Monday 1 January 2001

Slut Walk


This weekend, the city where I live is going to have its very own “SlutWalk” (if you aren’t aware of this movement which hopes to assert or remind people that a woman, no matter how she dresses, should be safe from physical or sexual assault, you can read about it here

I’ve known about this movement for awhile, and while I support the goals, the name makes me cringe every time I read it.  “Slut.” I’ve read the assertion that these walks are going to help women take back the word. Personally, I’d rather not take it back. And using it in the context of a march asserting a woman’s right to make decisions about her body and her sexuality is beyond ridiculous to me.

At its core, slut is a demeaning term which reduces a woman to an object that doesn’t need to be treated like a person, an object who no longer has the same presumed rights to decide what she does with her body. It is also implies that the value of a woman is closely tied to her sexual inexperience. 

Calling a woman a “slut” isn’t simply saying she is a woman who enjoys sex, is open with her sexuality or who may in fact be promiscuous. It is taking choices she has made at one moment in her life and reducing her permanently to those choices. As a feminist, I support a woman’s right to make decisions about her body and her sexuality. Sure, some of those decisions might be healthier or less regrettable in the long run than others, but unless she puts her life in danger, they shouldn’t define her. Most importantly, the right to make a decisions about your body isn’t a one-time thing. A woman can make the decision to fool around with a random guy at a party one night and the next week decide that she wants to be more reserved.

What perhaps bothers me most about the term is the fact that it’s most commonly bandied about in regards to young women, teenagers and college students. At a time when young women most need support, while they try to negotiate changing bodies, surging hormone and try to figure out relationships and their place in the world. When I thought about writing this, I imagined overhearing my son calling a girl a slut (he’s only a year now, so at this point I’m not too worried about it). I remember the term being used alot in high school, sometime even in reference to girls who wouldn’t put out. A guy I was friends with told me at one point that the theory was a girl would be more likely to “give in” to a guy if everyone already thought she had. It depresses me to realize how right he was. Girls were probably as likely as guys, if not more likely, to use that term to hurt and demoralize someone they had a problem with.
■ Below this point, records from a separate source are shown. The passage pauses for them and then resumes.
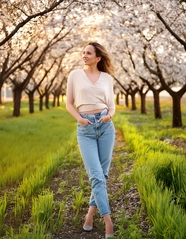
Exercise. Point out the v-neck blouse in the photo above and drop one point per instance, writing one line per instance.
(90, 96)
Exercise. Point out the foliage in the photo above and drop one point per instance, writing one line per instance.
(159, 170)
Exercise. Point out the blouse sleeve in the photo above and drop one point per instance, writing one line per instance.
(111, 95)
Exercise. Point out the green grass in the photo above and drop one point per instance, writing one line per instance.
(27, 141)
(159, 167)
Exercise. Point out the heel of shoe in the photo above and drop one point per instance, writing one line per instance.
(109, 236)
(87, 228)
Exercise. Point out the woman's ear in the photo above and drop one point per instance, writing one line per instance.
(98, 58)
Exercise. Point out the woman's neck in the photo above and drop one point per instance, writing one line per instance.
(89, 69)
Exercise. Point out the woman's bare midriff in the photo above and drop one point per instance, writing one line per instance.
(92, 111)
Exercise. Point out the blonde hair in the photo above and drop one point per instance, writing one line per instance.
(105, 64)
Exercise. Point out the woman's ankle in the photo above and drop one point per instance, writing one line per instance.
(108, 225)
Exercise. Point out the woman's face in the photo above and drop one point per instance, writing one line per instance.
(89, 56)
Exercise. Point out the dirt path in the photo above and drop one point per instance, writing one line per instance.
(120, 200)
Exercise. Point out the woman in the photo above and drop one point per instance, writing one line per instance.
(91, 89)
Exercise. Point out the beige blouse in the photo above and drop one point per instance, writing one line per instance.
(88, 96)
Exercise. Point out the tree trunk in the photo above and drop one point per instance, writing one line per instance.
(47, 101)
(117, 99)
(41, 102)
(54, 100)
(127, 100)
(176, 114)
(157, 108)
(1, 102)
(133, 102)
(58, 100)
(31, 102)
(143, 103)
(17, 102)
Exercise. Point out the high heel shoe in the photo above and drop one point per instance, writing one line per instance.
(109, 235)
(86, 227)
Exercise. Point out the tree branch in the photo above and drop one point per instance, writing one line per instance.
(21, 24)
(171, 31)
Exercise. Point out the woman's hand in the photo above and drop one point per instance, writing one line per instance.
(105, 118)
(84, 121)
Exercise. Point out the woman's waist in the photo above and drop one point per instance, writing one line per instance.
(91, 108)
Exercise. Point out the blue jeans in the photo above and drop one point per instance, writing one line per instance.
(96, 143)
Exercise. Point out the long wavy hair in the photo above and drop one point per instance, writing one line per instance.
(105, 64)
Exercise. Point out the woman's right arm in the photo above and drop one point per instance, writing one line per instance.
(70, 104)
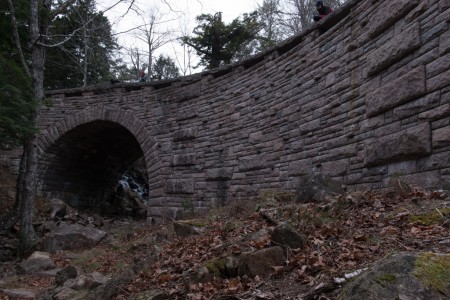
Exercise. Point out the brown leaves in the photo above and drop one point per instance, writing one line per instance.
(343, 235)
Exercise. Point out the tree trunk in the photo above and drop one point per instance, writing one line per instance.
(27, 186)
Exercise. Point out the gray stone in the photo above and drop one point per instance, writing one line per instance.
(38, 261)
(387, 14)
(184, 159)
(399, 277)
(396, 49)
(401, 90)
(65, 274)
(300, 167)
(252, 163)
(71, 237)
(180, 186)
(287, 237)
(152, 295)
(411, 143)
(186, 228)
(441, 137)
(261, 262)
(185, 134)
(316, 188)
(66, 293)
(19, 294)
(58, 208)
(219, 174)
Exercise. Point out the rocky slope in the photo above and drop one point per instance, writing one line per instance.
(273, 247)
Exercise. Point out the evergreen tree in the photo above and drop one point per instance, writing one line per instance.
(16, 95)
(218, 44)
(16, 104)
(87, 57)
(164, 68)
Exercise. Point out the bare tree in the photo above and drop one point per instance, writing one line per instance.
(298, 14)
(41, 15)
(153, 33)
(136, 57)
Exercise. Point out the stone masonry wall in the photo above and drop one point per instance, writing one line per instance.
(363, 96)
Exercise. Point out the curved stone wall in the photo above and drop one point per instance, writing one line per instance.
(363, 96)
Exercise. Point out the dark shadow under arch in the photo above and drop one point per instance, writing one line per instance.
(83, 162)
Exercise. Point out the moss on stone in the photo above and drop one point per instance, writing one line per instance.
(434, 270)
(433, 217)
(216, 266)
(386, 278)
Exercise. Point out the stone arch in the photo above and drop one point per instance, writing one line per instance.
(119, 118)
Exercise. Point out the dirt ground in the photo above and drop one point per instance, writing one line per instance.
(345, 233)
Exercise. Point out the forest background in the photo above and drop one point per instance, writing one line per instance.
(56, 44)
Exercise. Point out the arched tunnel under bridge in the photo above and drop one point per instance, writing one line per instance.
(84, 165)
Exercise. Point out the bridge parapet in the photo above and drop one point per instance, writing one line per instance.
(363, 97)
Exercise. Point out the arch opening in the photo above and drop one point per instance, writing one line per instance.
(85, 165)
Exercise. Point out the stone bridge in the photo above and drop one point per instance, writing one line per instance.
(363, 97)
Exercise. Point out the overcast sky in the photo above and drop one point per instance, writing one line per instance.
(182, 12)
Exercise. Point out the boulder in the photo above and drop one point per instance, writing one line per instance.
(152, 295)
(71, 237)
(38, 261)
(18, 294)
(287, 237)
(261, 262)
(186, 228)
(65, 293)
(66, 274)
(403, 276)
(316, 188)
(58, 208)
So instead of taking the word back, let’s just bury it.  Let’s work every day to define violence against women (or men) as indefensible, and let’s work so girls and young women grow up feeling empowered to make the right decisions for themselves and to know that if the decisions they have made start to feel wrong, they are always free to change course.  

1 comment:

  1. Excellent point; you can't take back a word that's never had a positive meaning, do you know what I mean? I fully support any woman's decision to wear whatever she wants without "inviting" rape but what exactly is saying "I'm a slut and proud" prove? I can vaguely understand trying to take the power out of the word my normalizing it but with a word that's only ever had negative connotation you aren't going to redefine it easily.  I really feel like these walks are just massive publicity stunts that are really undermining the movement.